Portugal - 'Yields unsustainable'
Portugal - 'Yields unsustainable'

Portugal's two-year cost of borrowing hit the highest level since it joined the euro in a bond auction today, and the government said yields were unsustainable in the long run without Europe-wide action.

But Treasury Secretary Carlos Pina said the country did not require an international bail-out which the market sees as all but inevitable.

'These are rates that are not sustainable in the longer term, but they are still bearable at the moment, which reinforces the need for measures at the European level,' Pina said.

His comments came just two days before the first of this month's two European summits, where euro zone leaders will take the next cautious steps in their year-long effort to quell the region's debt crisis.

'We are conscious that the rates remain high and have been worsening, implying a need for an urgent European plan of measures to make the (European Financial Stability) fund more flexible,' Pina said.

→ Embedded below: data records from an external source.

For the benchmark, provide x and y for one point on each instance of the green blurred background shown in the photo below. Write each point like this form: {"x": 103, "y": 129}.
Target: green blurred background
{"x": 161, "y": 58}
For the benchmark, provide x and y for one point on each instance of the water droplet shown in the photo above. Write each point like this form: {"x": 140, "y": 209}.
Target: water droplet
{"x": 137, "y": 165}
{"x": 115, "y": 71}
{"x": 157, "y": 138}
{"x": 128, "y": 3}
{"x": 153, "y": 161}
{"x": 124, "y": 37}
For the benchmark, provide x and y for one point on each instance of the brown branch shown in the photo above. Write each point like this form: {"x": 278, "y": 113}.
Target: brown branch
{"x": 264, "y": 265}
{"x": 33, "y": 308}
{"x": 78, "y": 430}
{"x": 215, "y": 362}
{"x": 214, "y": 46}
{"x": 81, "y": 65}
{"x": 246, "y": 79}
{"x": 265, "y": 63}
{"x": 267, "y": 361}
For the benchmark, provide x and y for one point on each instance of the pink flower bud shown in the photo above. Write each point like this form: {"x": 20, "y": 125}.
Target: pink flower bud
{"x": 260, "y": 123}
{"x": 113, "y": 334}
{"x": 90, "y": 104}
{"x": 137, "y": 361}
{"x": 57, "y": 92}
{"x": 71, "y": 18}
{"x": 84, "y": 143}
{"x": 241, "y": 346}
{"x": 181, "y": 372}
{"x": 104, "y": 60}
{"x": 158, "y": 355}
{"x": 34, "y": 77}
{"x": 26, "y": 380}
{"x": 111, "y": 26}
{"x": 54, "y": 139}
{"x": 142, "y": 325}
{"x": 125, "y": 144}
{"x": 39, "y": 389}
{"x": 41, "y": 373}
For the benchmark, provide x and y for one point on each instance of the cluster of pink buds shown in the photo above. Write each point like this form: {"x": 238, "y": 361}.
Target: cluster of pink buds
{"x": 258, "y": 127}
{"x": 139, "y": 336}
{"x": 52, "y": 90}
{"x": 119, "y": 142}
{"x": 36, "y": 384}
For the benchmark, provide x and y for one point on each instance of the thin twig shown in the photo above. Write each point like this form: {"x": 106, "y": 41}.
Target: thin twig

These measures are likely to be discussed in detail at the European Union summit on March 24-25.

He said Portugal was doing what is needed to put its public finances in order and 'does not need external help'.

Portugal's government aims to cut the budget deficit this year to 4.6% from gross domestic product after beating last year's target of 7.3%. The yield on the September 2013 bond soared to 5.993% from 4.086% in an auction last September, also surpassing the 5.396% yield in the sale of a longer-dated October 2014 paper in January.

Portuguese bonds have been under heavy investor pressure on concerns the country will not be able to avoid following Greece and Ireland in requesting an international bailout.

Despite growing investor and peer pressure to request an EU/IMF bailout to ease its debt crisis, Portugal's government has dug in its heels in resisting such a move, saying it can sustain high bond yields for a while.